Passing other canoes heading in the opposite direction, light of load now their tourist meat had been delivered to the waiting boat, the fore paddlers hissed an initially unintelligible phrase to us – ‘teeep morny’.  ‘What are they saying’? I asked Helen.  ‘Good morning, I think’ she responded, as another paddler hissed at us, this time rubbing his thumb and forefingers together.  ‘Oh, right, I see, they’re saying tip money’, I said, the repeated pleas now becoming clearer, more insistent, and frankly more irritating with each passing canoe.  A clever and unequivocal little phrase that one, precluding as it does the waggish response of ‘don’t eat yellow snow’.  Being harangued into tipping is an experience that can sully the most pleasant of experiences, just as excessive hawking and the directive of ‘you buy something’ can ruin a browse through a market.  And yet, irritating as these things may be, I still understand and admire the enterprise of it, perhaps even the necessity of it, for this is a game in which the outcome matters far more to the hawker than the prey.  Nonetheless, a t-shirt that reads ‘no thanks, got enough crap already’ would be a useful wardrobe addition to the market browser in Vietnam.   

The hissing paddlers were part of a two day ‘Mekong Explorer’ tour, run out of Ho Chi Minh City (formerly Saigon), a ludicrously good value way to get to Cat Tho, stay overnight, then reject the return bus journey back to the city (so ludicrously good value and with such small margins that I wondered what the paddlers cut of the take was - not much I concluded handing over a tip). So instead of heading back to Ho Chi Minh City with the rest of the group we have continued west, towards the coast and then on to Phu Quoc Island, where I sit now, overlooking the Gulf of Thailand, a cool sea breeze cutting through the humidity of the day, my writing instruments of beer, cigarettes, notebook, and laptop fanned out in front of me.  The tour made me grumpy at first, but as it went on I became more pensive, the continual undertone of tips, kickbacks, and tourist trappings shifting from an irritant into an insight.  An insight into a nation that has quietly said no the political philosophy of the communist government, and has collectively jumped on to the capitalist bandwagon, grappling over each other to reach the Rolls Royce at the front of the traffic jam.    
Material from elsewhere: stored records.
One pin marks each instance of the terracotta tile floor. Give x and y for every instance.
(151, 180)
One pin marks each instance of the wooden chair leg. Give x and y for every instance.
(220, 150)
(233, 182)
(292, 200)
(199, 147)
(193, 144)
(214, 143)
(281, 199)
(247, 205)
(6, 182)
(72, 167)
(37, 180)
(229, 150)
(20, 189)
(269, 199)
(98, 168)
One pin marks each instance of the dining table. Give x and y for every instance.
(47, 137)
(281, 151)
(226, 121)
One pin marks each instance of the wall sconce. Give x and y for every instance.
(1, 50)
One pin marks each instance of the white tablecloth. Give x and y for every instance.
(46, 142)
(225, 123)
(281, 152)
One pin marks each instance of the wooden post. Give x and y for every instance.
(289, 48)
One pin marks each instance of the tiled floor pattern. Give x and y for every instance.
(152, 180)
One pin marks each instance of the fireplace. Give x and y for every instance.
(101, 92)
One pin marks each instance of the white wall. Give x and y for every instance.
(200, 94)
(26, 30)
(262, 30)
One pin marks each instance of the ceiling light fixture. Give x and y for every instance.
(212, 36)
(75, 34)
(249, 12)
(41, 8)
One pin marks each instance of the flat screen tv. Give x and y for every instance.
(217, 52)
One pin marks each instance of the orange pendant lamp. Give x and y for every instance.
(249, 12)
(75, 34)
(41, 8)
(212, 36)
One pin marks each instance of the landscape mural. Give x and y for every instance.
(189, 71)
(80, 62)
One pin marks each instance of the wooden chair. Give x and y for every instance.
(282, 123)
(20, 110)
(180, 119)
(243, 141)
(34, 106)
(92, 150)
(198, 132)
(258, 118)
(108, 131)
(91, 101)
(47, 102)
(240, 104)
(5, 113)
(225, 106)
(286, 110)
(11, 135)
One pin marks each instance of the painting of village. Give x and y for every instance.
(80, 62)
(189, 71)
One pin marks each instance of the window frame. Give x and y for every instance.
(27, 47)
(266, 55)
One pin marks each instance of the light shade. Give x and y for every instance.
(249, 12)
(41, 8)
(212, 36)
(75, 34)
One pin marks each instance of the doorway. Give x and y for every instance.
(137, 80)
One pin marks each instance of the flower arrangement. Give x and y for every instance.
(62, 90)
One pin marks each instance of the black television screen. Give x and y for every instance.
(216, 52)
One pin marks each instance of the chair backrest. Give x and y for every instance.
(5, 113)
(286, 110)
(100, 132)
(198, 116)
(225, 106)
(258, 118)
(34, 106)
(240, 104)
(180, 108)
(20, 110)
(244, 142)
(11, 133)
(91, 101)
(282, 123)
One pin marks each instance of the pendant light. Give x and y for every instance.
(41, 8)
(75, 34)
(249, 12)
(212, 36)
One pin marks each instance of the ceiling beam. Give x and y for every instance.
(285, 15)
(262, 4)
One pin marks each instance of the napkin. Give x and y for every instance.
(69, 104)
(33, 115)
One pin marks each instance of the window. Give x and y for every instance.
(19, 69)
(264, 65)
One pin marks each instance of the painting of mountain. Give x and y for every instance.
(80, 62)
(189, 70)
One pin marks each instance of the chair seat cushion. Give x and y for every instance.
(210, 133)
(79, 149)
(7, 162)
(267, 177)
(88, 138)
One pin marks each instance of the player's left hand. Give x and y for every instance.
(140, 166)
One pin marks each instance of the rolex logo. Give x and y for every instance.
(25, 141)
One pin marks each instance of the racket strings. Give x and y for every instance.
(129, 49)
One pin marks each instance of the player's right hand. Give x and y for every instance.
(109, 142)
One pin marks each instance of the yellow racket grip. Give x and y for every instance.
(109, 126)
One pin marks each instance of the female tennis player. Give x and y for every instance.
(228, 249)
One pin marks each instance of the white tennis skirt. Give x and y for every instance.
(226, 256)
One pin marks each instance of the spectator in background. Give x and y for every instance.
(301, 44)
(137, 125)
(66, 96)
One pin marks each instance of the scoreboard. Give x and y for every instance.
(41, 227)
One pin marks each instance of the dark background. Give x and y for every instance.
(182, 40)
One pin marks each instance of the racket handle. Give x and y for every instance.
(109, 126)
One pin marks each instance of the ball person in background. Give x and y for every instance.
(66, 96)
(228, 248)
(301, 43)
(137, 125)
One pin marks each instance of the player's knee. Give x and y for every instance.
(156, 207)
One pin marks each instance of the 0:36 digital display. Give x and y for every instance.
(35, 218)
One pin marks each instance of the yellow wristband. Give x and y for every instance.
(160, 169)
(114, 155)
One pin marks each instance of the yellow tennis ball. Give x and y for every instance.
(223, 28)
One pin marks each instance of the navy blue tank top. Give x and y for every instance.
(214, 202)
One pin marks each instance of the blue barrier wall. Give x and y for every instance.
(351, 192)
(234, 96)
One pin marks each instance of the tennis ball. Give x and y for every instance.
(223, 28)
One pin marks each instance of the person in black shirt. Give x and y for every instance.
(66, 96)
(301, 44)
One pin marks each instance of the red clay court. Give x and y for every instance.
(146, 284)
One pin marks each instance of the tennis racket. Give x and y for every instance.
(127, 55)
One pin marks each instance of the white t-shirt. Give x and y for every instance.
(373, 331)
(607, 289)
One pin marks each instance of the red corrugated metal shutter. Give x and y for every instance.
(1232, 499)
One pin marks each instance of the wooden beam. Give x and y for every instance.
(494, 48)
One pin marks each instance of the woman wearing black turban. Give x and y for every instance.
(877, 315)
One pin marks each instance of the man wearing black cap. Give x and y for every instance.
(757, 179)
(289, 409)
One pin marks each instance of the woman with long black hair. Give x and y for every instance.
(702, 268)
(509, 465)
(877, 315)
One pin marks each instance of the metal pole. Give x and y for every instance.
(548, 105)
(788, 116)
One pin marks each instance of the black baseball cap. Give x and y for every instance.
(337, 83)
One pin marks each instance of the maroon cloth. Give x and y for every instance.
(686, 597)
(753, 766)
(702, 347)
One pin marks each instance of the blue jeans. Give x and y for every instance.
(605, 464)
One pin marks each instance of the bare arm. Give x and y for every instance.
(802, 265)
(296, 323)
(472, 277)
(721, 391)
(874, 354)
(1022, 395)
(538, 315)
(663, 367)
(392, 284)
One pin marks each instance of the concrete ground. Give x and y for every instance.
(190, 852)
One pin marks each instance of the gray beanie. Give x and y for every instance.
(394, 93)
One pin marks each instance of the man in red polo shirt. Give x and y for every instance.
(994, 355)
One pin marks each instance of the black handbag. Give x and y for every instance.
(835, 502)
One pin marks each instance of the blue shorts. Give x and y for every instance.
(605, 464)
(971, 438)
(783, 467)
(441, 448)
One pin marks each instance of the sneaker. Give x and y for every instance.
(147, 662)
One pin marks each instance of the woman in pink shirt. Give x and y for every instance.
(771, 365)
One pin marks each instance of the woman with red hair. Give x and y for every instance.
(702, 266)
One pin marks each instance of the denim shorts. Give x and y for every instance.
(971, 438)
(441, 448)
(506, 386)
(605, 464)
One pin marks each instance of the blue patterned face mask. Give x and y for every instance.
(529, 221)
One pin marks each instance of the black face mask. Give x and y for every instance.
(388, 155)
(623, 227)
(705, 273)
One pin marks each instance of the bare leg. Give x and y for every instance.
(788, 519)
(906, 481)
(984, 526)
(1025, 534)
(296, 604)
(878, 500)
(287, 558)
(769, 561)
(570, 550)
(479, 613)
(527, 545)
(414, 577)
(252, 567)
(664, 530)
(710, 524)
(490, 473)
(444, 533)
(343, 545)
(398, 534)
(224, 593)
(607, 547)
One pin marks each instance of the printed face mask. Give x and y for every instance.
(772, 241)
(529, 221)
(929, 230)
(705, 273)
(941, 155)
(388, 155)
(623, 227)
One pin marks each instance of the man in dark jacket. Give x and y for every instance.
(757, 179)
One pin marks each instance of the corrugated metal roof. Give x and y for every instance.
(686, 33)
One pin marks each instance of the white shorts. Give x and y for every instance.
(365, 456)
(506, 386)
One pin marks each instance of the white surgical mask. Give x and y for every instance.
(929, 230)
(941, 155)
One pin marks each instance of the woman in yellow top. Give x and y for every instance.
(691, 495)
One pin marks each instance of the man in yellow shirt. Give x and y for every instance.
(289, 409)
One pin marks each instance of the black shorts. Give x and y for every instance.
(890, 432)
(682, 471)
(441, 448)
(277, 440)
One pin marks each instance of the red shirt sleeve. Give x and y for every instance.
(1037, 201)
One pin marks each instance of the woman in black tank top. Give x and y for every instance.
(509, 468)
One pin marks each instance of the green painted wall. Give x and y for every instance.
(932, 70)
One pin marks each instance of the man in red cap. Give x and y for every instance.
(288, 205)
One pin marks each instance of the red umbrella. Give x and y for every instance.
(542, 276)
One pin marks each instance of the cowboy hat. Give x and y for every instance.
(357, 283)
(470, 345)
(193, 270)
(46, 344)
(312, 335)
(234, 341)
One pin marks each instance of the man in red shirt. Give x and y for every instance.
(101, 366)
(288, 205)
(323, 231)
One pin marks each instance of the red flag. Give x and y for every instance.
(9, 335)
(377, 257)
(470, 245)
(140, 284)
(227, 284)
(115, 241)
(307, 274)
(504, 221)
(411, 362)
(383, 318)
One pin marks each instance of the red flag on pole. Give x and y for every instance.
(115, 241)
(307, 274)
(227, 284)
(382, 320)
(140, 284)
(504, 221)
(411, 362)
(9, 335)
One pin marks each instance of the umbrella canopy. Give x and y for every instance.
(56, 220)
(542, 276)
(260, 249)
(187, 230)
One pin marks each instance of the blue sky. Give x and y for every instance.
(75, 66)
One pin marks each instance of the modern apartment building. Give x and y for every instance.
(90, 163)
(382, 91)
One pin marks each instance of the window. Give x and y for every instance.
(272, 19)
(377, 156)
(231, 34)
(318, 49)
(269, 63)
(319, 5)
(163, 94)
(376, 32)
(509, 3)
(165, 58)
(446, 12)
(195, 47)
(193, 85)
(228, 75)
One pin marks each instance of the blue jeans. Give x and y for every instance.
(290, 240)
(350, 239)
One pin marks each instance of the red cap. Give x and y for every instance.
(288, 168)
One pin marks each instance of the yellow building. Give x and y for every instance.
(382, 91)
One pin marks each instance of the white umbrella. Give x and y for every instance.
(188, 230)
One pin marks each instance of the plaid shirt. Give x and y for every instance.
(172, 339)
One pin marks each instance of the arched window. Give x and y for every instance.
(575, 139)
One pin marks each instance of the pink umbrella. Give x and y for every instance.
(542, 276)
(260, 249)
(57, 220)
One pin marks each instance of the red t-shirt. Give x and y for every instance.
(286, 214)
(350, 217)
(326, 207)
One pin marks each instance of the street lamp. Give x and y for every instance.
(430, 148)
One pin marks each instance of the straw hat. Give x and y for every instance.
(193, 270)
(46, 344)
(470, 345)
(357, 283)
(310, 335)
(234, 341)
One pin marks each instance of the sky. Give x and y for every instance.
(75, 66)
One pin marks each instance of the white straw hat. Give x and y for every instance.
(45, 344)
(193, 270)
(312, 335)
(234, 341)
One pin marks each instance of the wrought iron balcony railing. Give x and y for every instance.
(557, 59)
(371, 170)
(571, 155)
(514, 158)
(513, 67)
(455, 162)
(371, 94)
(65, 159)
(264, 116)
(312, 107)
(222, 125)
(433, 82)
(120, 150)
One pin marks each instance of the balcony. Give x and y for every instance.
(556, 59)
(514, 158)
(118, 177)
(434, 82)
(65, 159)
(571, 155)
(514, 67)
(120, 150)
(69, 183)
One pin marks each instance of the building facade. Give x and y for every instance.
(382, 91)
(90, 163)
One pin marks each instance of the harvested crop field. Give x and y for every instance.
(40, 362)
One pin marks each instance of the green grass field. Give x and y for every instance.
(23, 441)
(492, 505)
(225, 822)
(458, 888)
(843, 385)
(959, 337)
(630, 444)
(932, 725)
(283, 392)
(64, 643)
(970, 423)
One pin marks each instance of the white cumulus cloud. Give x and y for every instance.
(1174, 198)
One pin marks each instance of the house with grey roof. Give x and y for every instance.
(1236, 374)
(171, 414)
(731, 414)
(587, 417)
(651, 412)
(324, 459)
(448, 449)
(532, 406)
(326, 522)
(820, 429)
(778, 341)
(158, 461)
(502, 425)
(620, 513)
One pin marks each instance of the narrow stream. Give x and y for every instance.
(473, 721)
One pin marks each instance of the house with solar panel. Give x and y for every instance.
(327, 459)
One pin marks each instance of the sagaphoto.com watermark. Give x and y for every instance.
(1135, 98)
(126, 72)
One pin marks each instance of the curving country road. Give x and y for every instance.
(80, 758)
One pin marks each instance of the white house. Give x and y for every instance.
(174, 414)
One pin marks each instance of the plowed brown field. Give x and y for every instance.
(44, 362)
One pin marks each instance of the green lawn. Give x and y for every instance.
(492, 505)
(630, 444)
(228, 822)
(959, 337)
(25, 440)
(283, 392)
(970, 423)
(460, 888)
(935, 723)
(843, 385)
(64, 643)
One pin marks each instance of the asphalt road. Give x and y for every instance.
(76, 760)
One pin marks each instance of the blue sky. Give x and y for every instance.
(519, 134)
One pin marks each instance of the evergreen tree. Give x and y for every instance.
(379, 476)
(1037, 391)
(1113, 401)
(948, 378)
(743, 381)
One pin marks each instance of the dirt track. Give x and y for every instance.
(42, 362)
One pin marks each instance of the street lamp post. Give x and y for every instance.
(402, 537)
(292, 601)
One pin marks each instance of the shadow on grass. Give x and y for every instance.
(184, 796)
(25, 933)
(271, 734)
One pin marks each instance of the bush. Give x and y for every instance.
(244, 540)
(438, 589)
On the second day, in a quiet moment, I asked our guide what ambitions young people like him had.  His response, ‘to make money’, does not translate well into the written word, as it implies the kind of shallowness that those who yearn to ‘be famous, just famous’ exhibit.  However, he was saying more than this, I think; he was telling me the chance was there to do something other than just survive, that the luxury of peace and relative stability was a platform not to be squandered.  With an accent and phrases that were a bizarre mix of Seattle and Saigon, his tour guide patter also provided an insight into what exercises the collective mind of the country’s youth.  We weren’t there man, we weren’t there! was his unspoken cry, the war a non-memory, an irrelevance to the young of this striding society.  He spoke of wealth, and non-wealth, of how people made a living, and of international relations between themselves and their neighbouring countries of Laos, China and Cambodia, each trying to harness, in this case, the Mekong River and its banks as a power and revenue generator. His tour commentary, repeated daily and with the same jokes no doubt, seemed nonetheless to have a spontaneous edge to it, as if he was thinking out loud, trying to understand his rapidly shifting country, and his place in it.  The word ‘money’ littered his soliloquies; how to get it, how it has been lost, what it’s like to have little but want lots. 

And I ended up rather liking him for it.  He taught me more than I could ever learn from a book, he revealed a lot about what the national character of Vietnam’s youth is like, and he did so with a charming uncertainty of just how he would fit in, but a rigid certainty that he wanted a piece of this new world pie.  In some ways I think this makes this young lad from Saigon no different from a peer in Seattle.  He wanted to get on, but just wasn't sure how yet, and I liked him for that.

But I’m still not wearing that bloody stupid hat.